Het huidige vrije software-aanbod is misschien niet voor alle specifieke toepassingen geschikt. Dit is echter op te lossen: investeer het geld dat Europese landen nu kwijt zijn aan commerciële partijen in vrije software. Een voorbeeld: het vrije softwarepakket LibreOffice is een prima alternatief op Microsoft Office. Als we flink investeren in verdere ontwikkeling van software zoals LibreOffice, dan hebben we over een paar jaar kantoorsoftware die aan alle publieke eisen voldoet. Deze software zou ook waardevol zijn buiten de publieke sector, want iedereen zou er gebruik van kunnen maken. Zo’n investering in het publieke belang lijkt mij beter dan de eeuwige investeringen in commerciële software.

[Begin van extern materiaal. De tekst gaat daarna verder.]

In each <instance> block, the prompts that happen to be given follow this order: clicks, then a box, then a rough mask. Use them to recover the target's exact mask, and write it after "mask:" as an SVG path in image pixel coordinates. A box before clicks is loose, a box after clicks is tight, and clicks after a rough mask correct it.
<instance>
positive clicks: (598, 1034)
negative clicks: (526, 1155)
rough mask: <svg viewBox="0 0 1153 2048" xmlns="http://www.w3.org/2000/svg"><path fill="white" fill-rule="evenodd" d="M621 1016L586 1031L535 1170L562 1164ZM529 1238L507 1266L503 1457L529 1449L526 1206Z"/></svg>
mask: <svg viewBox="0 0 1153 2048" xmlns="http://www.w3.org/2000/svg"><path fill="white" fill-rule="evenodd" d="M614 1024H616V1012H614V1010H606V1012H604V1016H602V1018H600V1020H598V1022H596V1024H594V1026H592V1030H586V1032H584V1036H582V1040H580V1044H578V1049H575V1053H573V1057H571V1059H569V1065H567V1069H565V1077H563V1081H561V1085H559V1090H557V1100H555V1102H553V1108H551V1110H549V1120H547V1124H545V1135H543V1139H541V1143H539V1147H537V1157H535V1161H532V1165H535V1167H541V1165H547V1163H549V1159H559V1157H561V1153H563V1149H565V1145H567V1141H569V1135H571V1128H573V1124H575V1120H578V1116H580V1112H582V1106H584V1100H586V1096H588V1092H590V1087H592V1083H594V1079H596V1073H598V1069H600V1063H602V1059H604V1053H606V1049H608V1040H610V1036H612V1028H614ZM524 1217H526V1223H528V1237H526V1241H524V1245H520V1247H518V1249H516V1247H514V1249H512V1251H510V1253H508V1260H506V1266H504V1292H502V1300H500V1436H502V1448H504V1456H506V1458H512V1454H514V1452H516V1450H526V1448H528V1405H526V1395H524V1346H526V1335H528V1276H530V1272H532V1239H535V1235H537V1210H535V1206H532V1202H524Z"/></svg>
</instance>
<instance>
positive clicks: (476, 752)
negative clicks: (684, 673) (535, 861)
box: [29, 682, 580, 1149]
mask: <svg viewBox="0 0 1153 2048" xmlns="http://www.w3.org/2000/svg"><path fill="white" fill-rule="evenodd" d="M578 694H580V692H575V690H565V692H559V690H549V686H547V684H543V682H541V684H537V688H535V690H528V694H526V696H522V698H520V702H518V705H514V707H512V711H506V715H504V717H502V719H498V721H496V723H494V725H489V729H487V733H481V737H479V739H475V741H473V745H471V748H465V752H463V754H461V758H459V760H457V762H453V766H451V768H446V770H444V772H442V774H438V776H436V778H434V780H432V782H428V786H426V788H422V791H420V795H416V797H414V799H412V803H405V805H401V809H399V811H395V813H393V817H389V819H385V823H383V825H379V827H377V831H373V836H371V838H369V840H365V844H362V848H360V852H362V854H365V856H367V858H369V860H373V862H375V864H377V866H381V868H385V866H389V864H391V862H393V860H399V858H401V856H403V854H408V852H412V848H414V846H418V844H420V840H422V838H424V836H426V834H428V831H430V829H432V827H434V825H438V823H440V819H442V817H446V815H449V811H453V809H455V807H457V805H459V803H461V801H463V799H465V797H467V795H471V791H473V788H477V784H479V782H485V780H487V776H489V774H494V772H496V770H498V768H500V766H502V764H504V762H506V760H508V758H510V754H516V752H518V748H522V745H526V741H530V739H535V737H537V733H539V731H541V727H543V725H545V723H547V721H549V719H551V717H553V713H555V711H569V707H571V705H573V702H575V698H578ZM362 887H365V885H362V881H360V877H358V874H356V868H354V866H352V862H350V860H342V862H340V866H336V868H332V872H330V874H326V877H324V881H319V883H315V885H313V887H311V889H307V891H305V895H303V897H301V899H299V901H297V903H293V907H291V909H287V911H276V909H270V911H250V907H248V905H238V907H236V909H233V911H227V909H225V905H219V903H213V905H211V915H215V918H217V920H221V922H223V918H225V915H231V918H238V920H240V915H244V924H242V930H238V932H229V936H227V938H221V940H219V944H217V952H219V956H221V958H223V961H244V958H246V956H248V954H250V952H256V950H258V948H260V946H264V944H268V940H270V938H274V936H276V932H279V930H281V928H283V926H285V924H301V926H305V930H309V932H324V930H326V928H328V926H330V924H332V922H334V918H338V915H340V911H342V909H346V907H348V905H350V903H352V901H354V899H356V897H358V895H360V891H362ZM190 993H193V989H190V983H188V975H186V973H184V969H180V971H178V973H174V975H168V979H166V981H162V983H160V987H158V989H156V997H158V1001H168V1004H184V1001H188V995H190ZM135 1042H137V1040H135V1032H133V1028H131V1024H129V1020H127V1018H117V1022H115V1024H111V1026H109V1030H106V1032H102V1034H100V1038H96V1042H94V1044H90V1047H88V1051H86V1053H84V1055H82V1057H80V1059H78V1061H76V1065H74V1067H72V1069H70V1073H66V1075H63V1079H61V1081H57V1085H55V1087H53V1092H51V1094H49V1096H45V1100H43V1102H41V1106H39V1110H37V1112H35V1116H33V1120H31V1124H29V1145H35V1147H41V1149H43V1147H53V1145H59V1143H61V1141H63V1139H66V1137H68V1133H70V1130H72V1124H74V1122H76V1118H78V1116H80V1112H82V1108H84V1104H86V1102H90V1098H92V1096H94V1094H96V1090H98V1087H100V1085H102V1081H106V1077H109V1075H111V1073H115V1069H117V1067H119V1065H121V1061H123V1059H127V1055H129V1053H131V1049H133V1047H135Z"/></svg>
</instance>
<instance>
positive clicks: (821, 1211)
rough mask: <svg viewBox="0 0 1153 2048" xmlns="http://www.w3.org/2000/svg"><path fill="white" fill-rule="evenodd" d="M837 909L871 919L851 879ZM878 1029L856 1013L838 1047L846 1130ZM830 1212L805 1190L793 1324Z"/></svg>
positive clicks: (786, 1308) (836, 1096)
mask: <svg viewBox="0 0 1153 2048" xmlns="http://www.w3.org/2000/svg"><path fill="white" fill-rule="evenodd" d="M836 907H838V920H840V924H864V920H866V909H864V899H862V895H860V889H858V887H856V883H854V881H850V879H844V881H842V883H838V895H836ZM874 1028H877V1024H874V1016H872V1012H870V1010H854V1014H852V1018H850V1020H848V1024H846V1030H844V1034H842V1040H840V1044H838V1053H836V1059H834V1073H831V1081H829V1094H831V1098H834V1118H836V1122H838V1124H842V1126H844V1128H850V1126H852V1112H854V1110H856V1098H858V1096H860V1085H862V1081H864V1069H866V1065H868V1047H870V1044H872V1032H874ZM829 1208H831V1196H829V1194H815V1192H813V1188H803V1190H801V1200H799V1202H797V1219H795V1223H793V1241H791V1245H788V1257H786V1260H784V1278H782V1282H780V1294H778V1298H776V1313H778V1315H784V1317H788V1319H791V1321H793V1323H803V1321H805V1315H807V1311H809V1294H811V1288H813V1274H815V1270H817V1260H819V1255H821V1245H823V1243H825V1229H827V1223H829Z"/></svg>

Een volledige overstap naar vrije software zal zeker niet makkelijk zijn. Grote digitale projecten lopen altijd tegen problemen aan, en een Europees project op deze schaal waarschijnlijk al helemaal. De gemeente München begon in 2004 een ambitieus overstapproject van Windows naar vrije alternatieven, maar draaide dit in 2017 vanwege organisatorische problemen toch terug. Een grootschalig Europees project zal echter veel meer slagkracht hebben, en projecten zoals die in München bieden leerstof voor toekomstige pogingen. De Nederlandse overheid lijkt enige interesse in vrije software te hebben. In het GroenLinks-verkiezingsprogramma uit 2017 wordt al ingezet op meer gebruik van vrije software bij de overheid (pagina 67, punt 26). Ik zou zeggen: vergroot de ambities op dit gebied, uiteindelijk plukken we er allemaal de vruchten van.